There was no consideration, at least not at a philosophical and/or theological level, of the question of what is, in essence, the culture of modernity, and how such a culture affects the spiritual and intellectual formation of persons and thier opportunites for evangelisation.
Rowland, 13.  There seems to be a time when the Gospel is preached without purse, shoes, or bag, but also a time when it needs a purse, and indeed, a sword.  (Luke 22:35-36).  In confronting modernity in the Second Vatican Council, the Church seems to have gone the former route, and so Catholics were rather vaguely enjoined to be "authentic," and "relevant," and "open" to "modernity" with joy and hope.

In the view of John O'Malley in Tradition and Transition: Historical Perspectives on Vatican II, this sort of je ne sais quoi attitude with respect to modernity contained an "explosive problematic" attached to it.  It was like sending lambs to wolves, mice to serpents.

The Church was ill-prepared to address the issue of modernity, especially in its cultural aspects.  As Rowland observes:
[T]he notion of "modernity" as a "cultural formation" had not yet arrived within the theological frameworks of the Conciliar fathers in 1962. In this context Hervé Carrier has observed that "prior to the Council, the capacity for cultural analysis was almost whooly ignored in the theological formation provided at the time"--the word "culture" did not even appear as an entry in the Dictionnaire de Theologie Catholique..

Rowland, 14.  It was sort of like believing one had to take care of a simple wart, when one was in reality confronting something as complex, as serious, as dangerous, and as alive as a cancerous tumor.

Not informed by a clear sense of modern culture, the Church--then guided by Pope John XXIII--seemed (certainly in retrospect) altogether naïve about what it confronted.  In his opening address to the council fathers, Pope John XXIII spoke of modernity as something provided by God's Providence, something even that fulfilled "God's superior and inscrutable designs," something that was bound to lead "to the good of the Church."  In short, there was a "belief in the latently Christian orientation of the social trends."  (Rowland, 14).

This attitude was already seen in John XXIII's encyclical Pacem in Terris.  In that encyclical, John XXIII naïvely assumed, without any analysis, that the "mutual acknowledgement of rights and duties in society" presented the Church with a "kind of preparatio evangelii" because it made humans open to values such as "truth, justice, charity, and freedom."

However, as Rowland sees it, this supposed link between modern "rights and duties" and an openness to the Gospel was simply presumed.  Hobbesian rights, Beccarian justice, Rawlsian duties may not be the same as rights, justice, and duties from the perspective of the Gospel.  There may be an entire closure to transcendent values.

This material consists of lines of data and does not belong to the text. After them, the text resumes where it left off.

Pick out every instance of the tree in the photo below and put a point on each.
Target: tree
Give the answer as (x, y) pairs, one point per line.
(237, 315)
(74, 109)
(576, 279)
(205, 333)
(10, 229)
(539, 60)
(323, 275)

"[W]hat is missing from Pacem in Terris and John XXIII's optimistic judgements about the directions of social values in the 1950s is precisely what Taylor calls a cultural analysis--an understanding of the clusters of values fit together into constellations that become embodied in the practices and beliefs of individuals and the institutions in which they work."  (Rowland, 15).  This incorrigible optimism, founded largely upon a failure to undertake a cultural analysis adequate to the task, was continued by John XXIII's successor Paul VI.

If culture has a role in thought, in other words, if culture has a role in influencing conceptions of justice, of rationality, and of virtue (as is argued by Alasdair MacIntyre and those of the Geneological tradition) then to ignore its role is a huge error. What are "universal values" to a Liberal may not be "universal values" to one of the children of Abraham.